Of fellow black and brown people who have lost touch with their past. No longer aware of their ancestors, having no recollection of their native tongues and rituals. Crying out to be rooted. To know themselves. To be home.

Of fellow queer people, simply wanting to live. To thrive. To not be killed or want to be killed. My siblings who just long for love and home without fear or judgment. Daily fighting for their humanity, joy, and hope.

My fellow Haitians who are some of the most resilient and resourceful people to walk this earth. Who made the best of their displacement and have been cursed by those in power for declaring their worth, for fighting for their autonomy. The world has never let us forget the price of our freedom. We have spent our entire existence paying that price, being a living example of what happens when you deny white, Christian colonizers what they want. You are made an example. You children are stripped of their connection to home. And those who insist on holding on are humiliated, forced into hiding or death.

I hear their cries, not just from outside but from deep within. For I carry them all in my veins.

This week has been particularly traumatizing. The death of John Allen Chau has reminded me that the same spirit that sent me fleeing, the same spirit that teaches that Haitians are the cause of their own poverty, that told me that I was divisive, missing the gospel, that tells Queer people that we worship our sexuality more than God because we simply acknowledge it, is alive and well. It is that mentality, that evil spirit that allows men and women that I love and have once loved me — my colleagues, mentors, teachers, friends — to support and elevate this young man’s death and the actions that led to it as honourable. This same mentality thinks that it is worth the trauma of future Sentilese generations because… Jesus.

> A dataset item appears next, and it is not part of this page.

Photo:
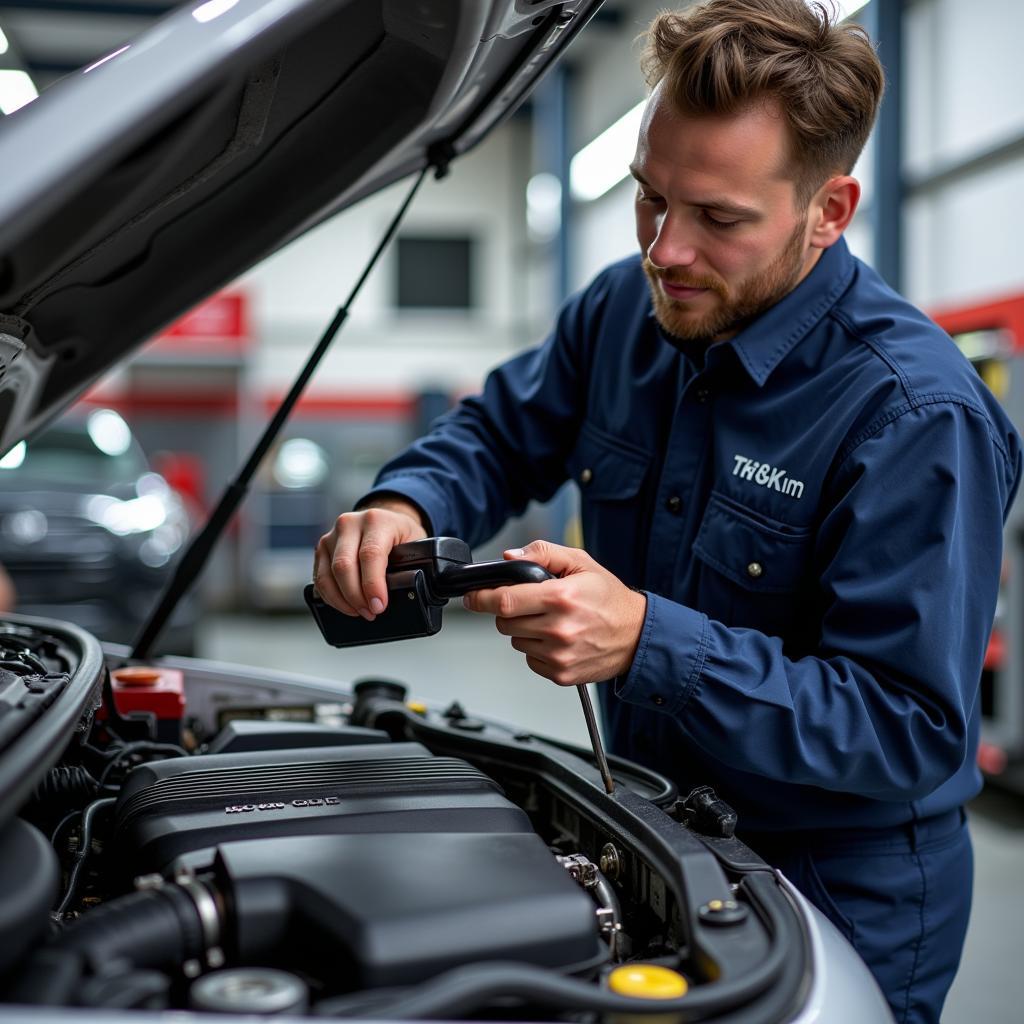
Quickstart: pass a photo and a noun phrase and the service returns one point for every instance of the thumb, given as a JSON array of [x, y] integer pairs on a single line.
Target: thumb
[[557, 559]]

These same people, most of whom are descendants of white Europeans, have had the luxury of hearing their stories, myths, and identities be praised and lifted up their entire lives. These people who by the virtue of their fair skin and power have had the luxury of seeing their mythology preserved as classics as their culture evolved towards Christianity have no qualms sacrificing that for others. Because ultimately it does not impact their lives or identity. They get to remain whole while those of us who inherit their “love”, their “mission”, their “Christ”, spend our lives grasping at what we can and painfully undoing the damage that was done.

It is beyond frustrating that white Christians get to sit on their thrones and decide who’s history is worth protecting. That they get to sit from the nations their ancestors built and still, after all the wreckage that was left behind think that they have a right to walk on to any land they want because God said so. Is he not the God of the Sentinelese too? Was he not the God of the Haitians slaves?

I believe he is — he was. And just as when my people fought for their liberation all those years ago, I believe he is with the Sentinelese today. If Christ is the liberator, if he is the champion of the least among us, he is most definitely standing watch over the isolated tribe trying to survive rather than the deluded, overfed, colonists who do not have the self-awareness to see what they have always been.

Big Hint Y’all: We’re Egypt in this equation. And if you won’t hear me, at least heed the words of the prophet. For the sake of all that’s good, “Let my people go.”